Epoch:  0 | Step:  0 | batch x:  [ 5.  7. 10.  3.  4.] | batch y:  [6. 4. 1. 8. 7.]
Epoch:  0 | Step:  1 | batch x:  [2. 1. 8. 9. 6.] | batch y:  [ 9. 10.  3.  2.  5.]
Epoch:  1 | Step:  0 | batch x:  [ 4.  6.  7. 10.  8.] | batch y:  [7. 5. 4. 1. 3.]
Epoch:  1 | Step:  1 | batch x:  [5. 3. 2. 1. 9.] | batch y:  [ 6.  8.  9. 10.  2.]
Epoch:  2 | Step:  0 | batch x:  [ 4.  2.  5.  6. 10.] | batch y:  [7. 9. 6. 5. 1.]
Epoch:  2 | Step:  1 | batch x:  [3. 9. 1. 8. 7.] | batch y:  [ 8.  2. 10.  3.  4.]

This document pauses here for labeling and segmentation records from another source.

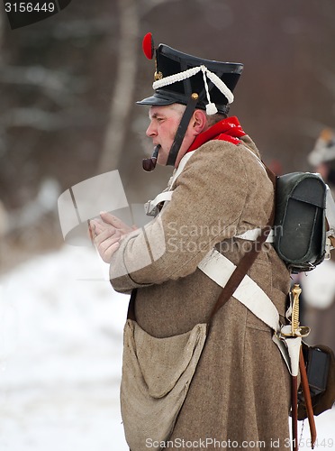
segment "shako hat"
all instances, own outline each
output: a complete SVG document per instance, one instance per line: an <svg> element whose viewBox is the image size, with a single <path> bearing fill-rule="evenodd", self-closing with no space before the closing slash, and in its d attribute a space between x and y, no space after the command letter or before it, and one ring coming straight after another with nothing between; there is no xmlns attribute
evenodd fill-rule
<svg viewBox="0 0 335 451"><path fill-rule="evenodd" d="M196 108L207 114L226 114L232 103L236 84L243 64L204 60L178 51L165 44L155 48L151 33L144 36L143 52L152 60L156 53L153 96L137 102L139 105L187 105L196 94Z"/></svg>

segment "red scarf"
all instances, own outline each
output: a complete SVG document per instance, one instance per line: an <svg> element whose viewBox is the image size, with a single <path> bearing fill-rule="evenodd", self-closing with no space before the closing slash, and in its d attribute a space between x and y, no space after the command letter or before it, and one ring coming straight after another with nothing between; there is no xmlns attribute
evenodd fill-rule
<svg viewBox="0 0 335 451"><path fill-rule="evenodd" d="M227 117L227 119L222 119L205 132L198 134L187 152L195 151L195 149L212 140L228 141L237 145L240 143L240 138L245 134L236 116Z"/></svg>

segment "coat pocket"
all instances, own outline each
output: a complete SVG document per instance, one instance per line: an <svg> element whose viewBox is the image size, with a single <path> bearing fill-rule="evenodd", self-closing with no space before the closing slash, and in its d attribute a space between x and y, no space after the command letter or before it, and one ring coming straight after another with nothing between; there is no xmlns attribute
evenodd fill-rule
<svg viewBox="0 0 335 451"><path fill-rule="evenodd" d="M136 321L124 327L121 410L125 437L132 451L162 449L186 397L206 338L206 324L157 338Z"/></svg>

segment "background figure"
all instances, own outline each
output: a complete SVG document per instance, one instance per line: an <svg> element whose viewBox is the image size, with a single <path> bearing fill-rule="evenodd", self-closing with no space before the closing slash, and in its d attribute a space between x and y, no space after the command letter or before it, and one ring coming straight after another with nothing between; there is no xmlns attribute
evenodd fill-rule
<svg viewBox="0 0 335 451"><path fill-rule="evenodd" d="M308 155L308 162L319 172L335 196L335 134L324 129ZM311 327L306 341L335 350L335 254L307 275L301 274L303 325Z"/></svg>

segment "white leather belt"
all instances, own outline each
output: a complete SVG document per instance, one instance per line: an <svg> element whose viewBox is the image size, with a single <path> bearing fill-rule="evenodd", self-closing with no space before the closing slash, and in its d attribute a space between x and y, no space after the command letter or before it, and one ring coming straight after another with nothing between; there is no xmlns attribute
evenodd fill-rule
<svg viewBox="0 0 335 451"><path fill-rule="evenodd" d="M210 251L200 262L198 268L212 281L224 287L236 265L215 249ZM248 275L245 275L233 297L250 310L257 318L272 328L273 342L277 345L292 375L297 375L299 371L299 350L301 337L285 337L282 332L287 326L281 326L279 313L272 300L263 290Z"/></svg>

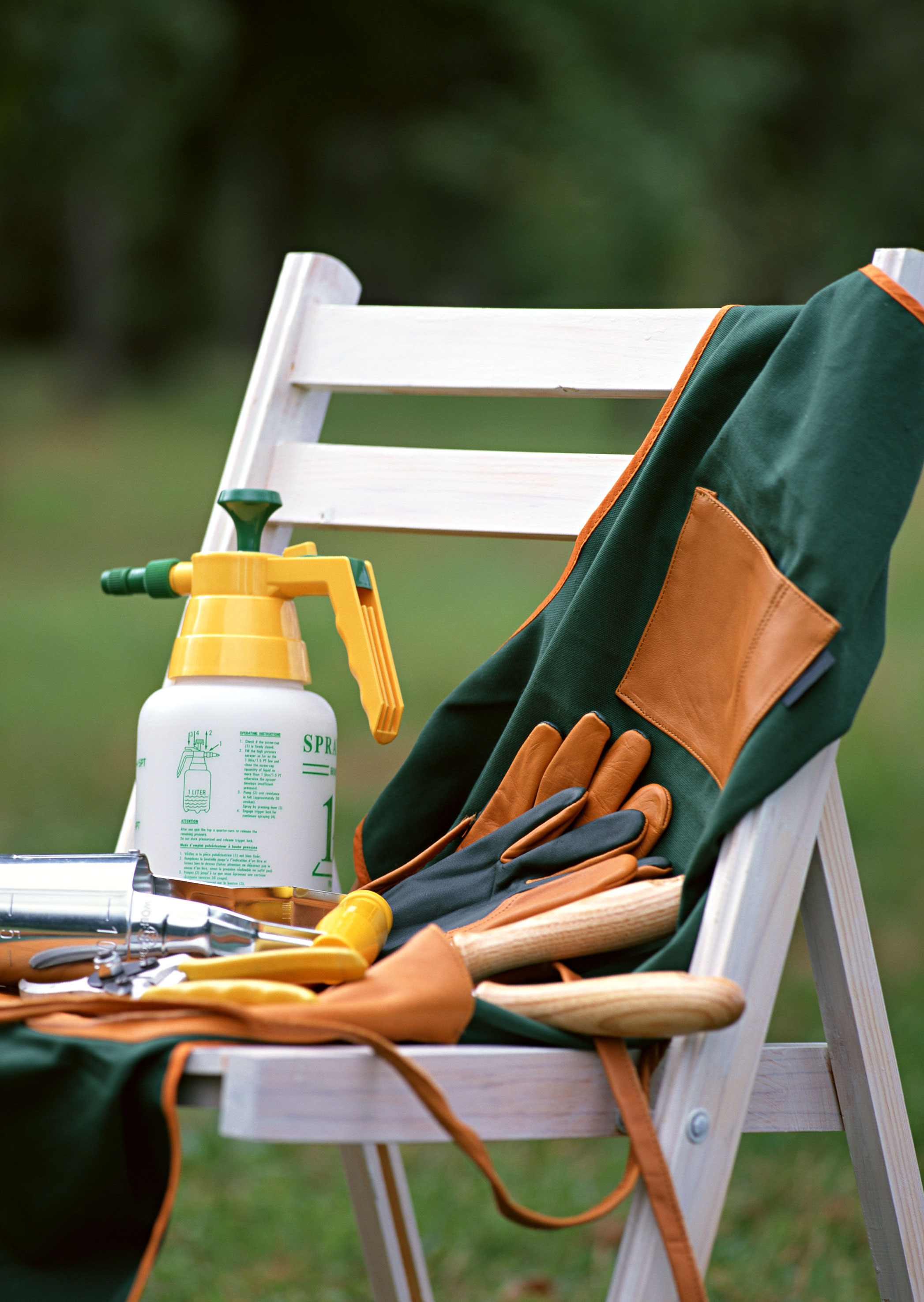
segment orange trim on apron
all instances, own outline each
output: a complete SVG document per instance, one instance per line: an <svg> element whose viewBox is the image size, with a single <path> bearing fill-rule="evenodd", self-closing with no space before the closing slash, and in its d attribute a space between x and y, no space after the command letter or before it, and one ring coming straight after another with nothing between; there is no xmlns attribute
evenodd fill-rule
<svg viewBox="0 0 924 1302"><path fill-rule="evenodd" d="M860 267L860 271L864 276L869 276L875 285L878 285L878 288L884 289L886 294L890 294L897 303L901 303L902 307L907 307L911 315L916 316L921 326L924 326L924 303L917 302L914 294L910 294L907 289L898 284L897 280L893 280L891 276L880 271L878 267L873 267L872 263L868 263L865 267Z"/></svg>

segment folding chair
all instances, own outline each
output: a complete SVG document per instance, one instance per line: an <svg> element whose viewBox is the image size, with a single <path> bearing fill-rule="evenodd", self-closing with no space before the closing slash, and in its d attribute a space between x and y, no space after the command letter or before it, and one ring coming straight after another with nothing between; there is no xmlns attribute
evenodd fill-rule
<svg viewBox="0 0 924 1302"><path fill-rule="evenodd" d="M924 254L875 264L924 301ZM359 307L333 258L292 254L273 298L221 487L276 488L264 534L294 525L574 539L627 457L351 448L319 443L332 392L666 396L713 311ZM233 546L216 508L203 551ZM725 838L691 971L734 978L733 1027L672 1042L655 1107L704 1272L742 1133L845 1130L880 1295L924 1302L924 1193L869 926L828 746ZM118 848L131 844L126 814ZM798 910L826 1044L765 1044ZM488 1139L612 1135L593 1055L409 1047ZM243 1139L338 1143L375 1302L432 1292L398 1143L446 1135L371 1051L347 1046L198 1049L181 1094L219 1105ZM644 1190L635 1195L608 1302L675 1297Z"/></svg>

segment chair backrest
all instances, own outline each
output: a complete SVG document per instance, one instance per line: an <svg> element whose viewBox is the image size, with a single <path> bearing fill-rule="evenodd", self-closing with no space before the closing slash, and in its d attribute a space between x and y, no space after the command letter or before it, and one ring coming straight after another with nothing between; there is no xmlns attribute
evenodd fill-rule
<svg viewBox="0 0 924 1302"><path fill-rule="evenodd" d="M877 249L875 266L924 299L924 253ZM625 456L319 443L331 393L666 397L714 309L360 307L336 258L289 254L276 286L220 488L275 488L263 534L295 525L574 539ZM234 547L217 505L203 551ZM118 846L130 844L134 797Z"/></svg>
<svg viewBox="0 0 924 1302"><path fill-rule="evenodd" d="M924 298L924 254L877 249ZM573 539L627 457L321 444L331 393L666 397L714 309L360 307L336 258L289 254L234 432L223 488L269 487L294 525ZM216 510L203 549L232 546Z"/></svg>
<svg viewBox="0 0 924 1302"><path fill-rule="evenodd" d="M573 539L627 457L318 441L333 392L665 397L712 309L360 307L333 258L290 254L221 487L271 487L294 525ZM203 549L230 546L223 512Z"/></svg>

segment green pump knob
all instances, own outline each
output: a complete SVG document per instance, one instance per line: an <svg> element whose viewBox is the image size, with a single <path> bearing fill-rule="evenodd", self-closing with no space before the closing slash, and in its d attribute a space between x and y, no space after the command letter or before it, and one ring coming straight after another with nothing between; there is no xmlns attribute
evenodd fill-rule
<svg viewBox="0 0 924 1302"><path fill-rule="evenodd" d="M267 521L281 505L282 499L272 488L223 488L219 493L219 506L234 521L239 552L259 552Z"/></svg>

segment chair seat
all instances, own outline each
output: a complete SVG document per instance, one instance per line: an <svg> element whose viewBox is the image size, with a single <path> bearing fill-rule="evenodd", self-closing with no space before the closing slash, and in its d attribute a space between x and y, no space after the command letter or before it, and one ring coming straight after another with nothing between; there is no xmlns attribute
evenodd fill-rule
<svg viewBox="0 0 924 1302"><path fill-rule="evenodd" d="M401 1052L433 1077L483 1139L619 1133L596 1053L508 1044L420 1044ZM659 1074L655 1091L657 1085ZM217 1107L221 1134L234 1139L449 1142L394 1069L359 1046L194 1049L180 1103ZM744 1130L843 1130L826 1044L764 1046Z"/></svg>

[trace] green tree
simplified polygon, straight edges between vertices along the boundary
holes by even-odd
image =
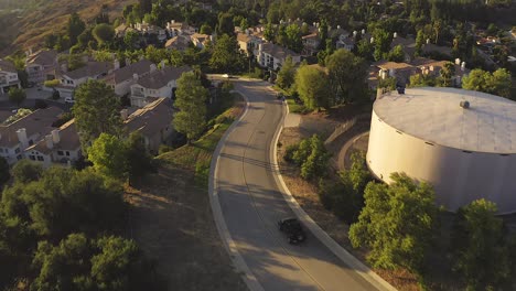
[[[209,67],[221,73],[236,73],[244,67],[244,60],[235,37],[229,35],[218,37],[209,58]]]
[[[284,29],[287,36],[287,47],[300,53],[303,50],[303,41],[301,39],[301,30],[297,24],[290,24]]]
[[[153,170],[152,158],[146,149],[146,140],[139,132],[132,132],[126,141],[126,158],[129,182],[139,181]]]
[[[122,140],[108,134],[100,136],[88,148],[88,160],[94,169],[103,175],[115,179],[127,179],[127,148]]]
[[[207,35],[212,35],[213,29],[212,29],[212,26],[209,26],[209,24],[204,23],[204,24],[201,26],[200,33],[202,33],[202,34],[207,34]]]
[[[3,157],[0,157],[0,190],[9,179],[11,179],[11,174],[9,173],[9,163]]]
[[[295,80],[295,67],[292,63],[292,57],[288,56],[283,66],[278,72],[276,84],[282,89],[290,89]]]
[[[336,104],[367,96],[364,90],[367,87],[367,64],[364,58],[341,48],[330,55],[325,63],[332,88],[337,96]]]
[[[128,31],[126,35],[123,36],[123,43],[129,48],[138,47],[139,41],[140,41],[140,34],[138,34],[138,32],[136,31]]]
[[[194,73],[184,73],[178,79],[174,106],[179,112],[174,115],[175,130],[192,141],[206,128],[206,98],[208,91]]]
[[[230,13],[222,12],[218,14],[217,34],[235,34],[235,24],[233,23],[233,15]]]
[[[106,44],[115,37],[115,29],[107,23],[100,23],[95,25],[92,34],[99,44]]]
[[[389,52],[387,60],[390,62],[401,63],[405,61],[404,47],[398,44]]]
[[[308,109],[330,106],[330,82],[321,68],[301,66],[295,74],[295,88]]]
[[[12,177],[15,183],[30,183],[40,180],[43,166],[30,160],[21,160],[12,168]]]
[[[68,19],[68,26],[66,28],[71,45],[77,43],[77,36],[79,36],[85,29],[86,24],[77,14],[77,12],[72,13]]]
[[[9,89],[9,100],[20,106],[26,99],[24,89],[12,87]]]
[[[118,97],[104,82],[88,80],[75,90],[72,108],[83,147],[100,133],[117,136],[121,128]]]
[[[503,219],[495,216],[496,212],[494,203],[477,200],[456,215],[452,233],[454,269],[469,290],[496,289],[509,274]]]
[[[407,268],[421,274],[436,229],[432,187],[394,173],[390,185],[370,182],[365,206],[350,228],[353,247],[368,247],[367,260],[377,268]]]

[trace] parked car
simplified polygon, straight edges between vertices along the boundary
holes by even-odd
[[[289,244],[297,245],[307,239],[303,227],[298,218],[289,217],[278,222],[279,230],[287,234]]]

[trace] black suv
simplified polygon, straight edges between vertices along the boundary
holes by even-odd
[[[278,227],[287,234],[289,244],[297,245],[307,239],[303,227],[297,218],[283,218],[278,222]]]

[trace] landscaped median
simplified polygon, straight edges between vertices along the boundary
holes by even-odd
[[[132,237],[158,262],[168,290],[247,290],[218,236],[207,193],[213,151],[244,110],[241,96],[234,97],[201,139],[159,155],[158,173],[127,190]]]

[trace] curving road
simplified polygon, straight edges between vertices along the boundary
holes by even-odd
[[[215,220],[224,220],[217,225],[237,268],[252,290],[377,290],[312,234],[292,246],[278,230],[277,220],[293,213],[271,164],[272,141],[286,109],[268,86],[235,82],[235,89],[248,99],[248,110],[214,159],[214,196],[219,202]]]

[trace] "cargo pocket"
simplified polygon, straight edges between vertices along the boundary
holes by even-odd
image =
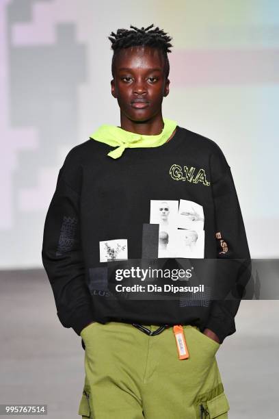
[[[230,409],[228,399],[224,393],[222,393],[216,397],[200,403],[199,405],[200,419],[226,419],[228,411]]]
[[[92,419],[90,405],[89,404],[90,393],[89,390],[83,390],[82,393],[82,397],[79,403],[79,415],[81,415],[83,419],[90,418]]]

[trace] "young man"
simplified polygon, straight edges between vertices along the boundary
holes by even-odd
[[[239,301],[116,292],[130,283],[116,279],[116,267],[187,266],[185,230],[195,236],[194,257],[250,258],[221,149],[163,118],[172,38],[152,27],[131,25],[109,37],[120,127],[102,125],[66,156],[46,215],[42,261],[59,320],[85,350],[83,418],[224,419],[229,406],[215,355],[235,332]],[[162,234],[174,257],[159,259]],[[149,277],[134,283],[148,281],[154,285]]]

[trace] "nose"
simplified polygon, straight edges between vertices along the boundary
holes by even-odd
[[[140,79],[135,81],[133,92],[135,94],[145,94],[146,93],[146,88],[144,82]]]

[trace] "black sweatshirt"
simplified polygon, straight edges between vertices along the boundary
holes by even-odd
[[[161,146],[128,148],[116,160],[107,155],[111,149],[90,138],[70,151],[59,172],[45,220],[42,257],[60,322],[78,335],[93,321],[189,323],[209,328],[222,343],[235,331],[239,301],[176,309],[165,300],[106,298],[105,287],[98,283],[114,260],[142,259],[146,249],[156,258],[154,246],[149,246],[154,231],[162,249],[158,257],[189,257],[199,242],[194,257],[250,258],[230,168],[222,151],[212,140],[179,126]],[[172,224],[168,225],[172,214]],[[170,252],[165,251],[172,235],[181,240],[178,253],[174,239]],[[183,254],[184,244],[187,250]]]

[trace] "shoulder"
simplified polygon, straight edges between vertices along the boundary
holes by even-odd
[[[207,154],[223,155],[220,147],[213,140],[190,131],[187,128],[179,126],[182,135],[187,140],[187,144]]]
[[[221,147],[215,141],[186,128],[179,128],[185,136],[187,153],[196,155],[204,164],[207,162],[213,181],[220,179],[230,169]]]

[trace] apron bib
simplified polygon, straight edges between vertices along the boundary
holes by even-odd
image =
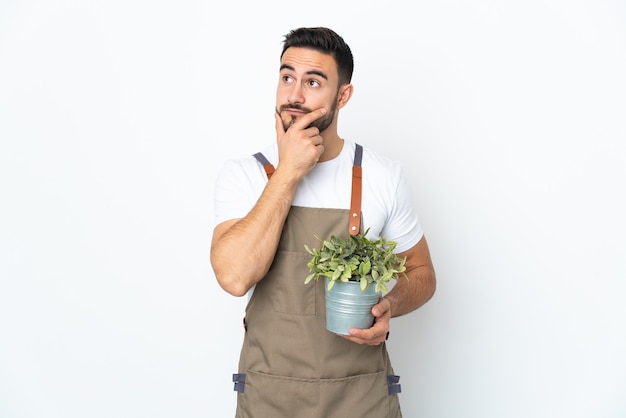
[[[291,207],[272,266],[246,307],[233,376],[237,418],[402,416],[399,377],[385,344],[355,344],[326,330],[324,281],[304,284],[310,259],[304,245],[346,237],[349,213]]]

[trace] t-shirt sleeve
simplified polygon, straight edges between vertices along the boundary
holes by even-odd
[[[424,232],[415,211],[413,193],[404,172],[399,169],[389,217],[381,235],[396,241],[396,252],[409,250],[422,239]]]
[[[213,190],[215,226],[250,212],[267,183],[264,173],[254,157],[231,159],[223,164]]]

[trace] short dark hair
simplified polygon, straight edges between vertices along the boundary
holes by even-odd
[[[323,27],[294,29],[285,35],[281,58],[290,47],[310,48],[331,55],[337,63],[339,85],[349,84],[352,80],[354,71],[352,51],[343,38],[333,30]]]

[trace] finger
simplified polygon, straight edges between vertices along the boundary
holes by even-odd
[[[324,109],[323,107],[319,108],[317,110],[307,113],[304,116],[301,116],[298,120],[296,120],[296,123],[291,126],[294,126],[294,129],[305,129],[307,126],[309,126],[311,123],[315,122],[317,119],[321,118],[325,114],[326,109]]]
[[[283,125],[283,119],[278,112],[274,112],[274,119],[276,121],[276,137],[280,138],[285,135],[285,125]]]

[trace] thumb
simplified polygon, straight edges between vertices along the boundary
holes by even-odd
[[[285,135],[285,126],[278,112],[274,112],[274,119],[276,120],[276,139]]]

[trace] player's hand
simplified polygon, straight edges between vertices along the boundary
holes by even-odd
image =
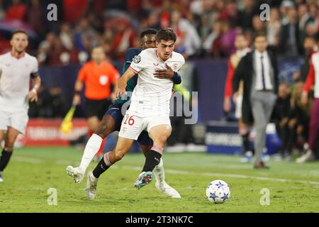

### Suppose a different batch size that cannot be fully divided by the number of data entreis:

In [19]:
BATCH_SIZE = 3
loader = Data.DataLoader(
    dataset=torch_dataset,      # torch TensorDataset format
    batch_size=BATCH_SIZE,      # mini batch size
    shuffle=True,               # random shuffle for training
    num_workers=2,              # subprocesses for loading data
)
for epoch in range(3):   # train entire dataset 3 times
    for step, (batch_x, batch_y) in enumerate(loader):  # for each training step
        # train your data...
        print('Epoch: ', epoch, '| Step: ', step, '| batch x: ',
              batch_x.numpy(), '| batch y: ', batch_y.numpy())

Epoch:  0 | Step:  0 | batch x:  [3. 9. 4.] | batch y:  [8. 2. 7.]
Epoch:  0 | Step:  1 | batch x:  [1. 7. 8.] | batch y:  [10.  4.  3.]
Epoch:  0 | Step:  2 | batch x:  [ 5.  6. 10.] | batch y:  [6. 5. 1.]
Epoch:  0 | Step:  3 | batch x:  [2.] | batch y:  [9.]
Epoch:  1 | Step:  0 | batch x:  [1. 5. 3.] | batch y:  [10.  6.  8.]
Epoch:  1 | Step:  1 | batch x:  [2. 8. 6.] | batch y:  [9. 3. 5.]
Epoch:  1 | Step:  2 | batch x:  [ 9.  7. 10.] | batch y:  [2. 4. 1.]
Epoch:  1 | Step:  3 | batch x:  [4.] | batch y:  [7.]
Epoch:  2 | Step:  0 | batch x:  [1. 6. 4.] | batch y:  [10.  5.  7.]
Epoch:  2 | Step:  1 | batch x:  [3. 8. 5.] | batch y:  [8. 3. 6.]
Epoch:  2 | Step:  2 | batch x:  [10.  7.  9.] | batch y:  [1. 4. 2.]
Epoch:  2 | Step:  3 | batch x:  [2.] | batch y:  [9.]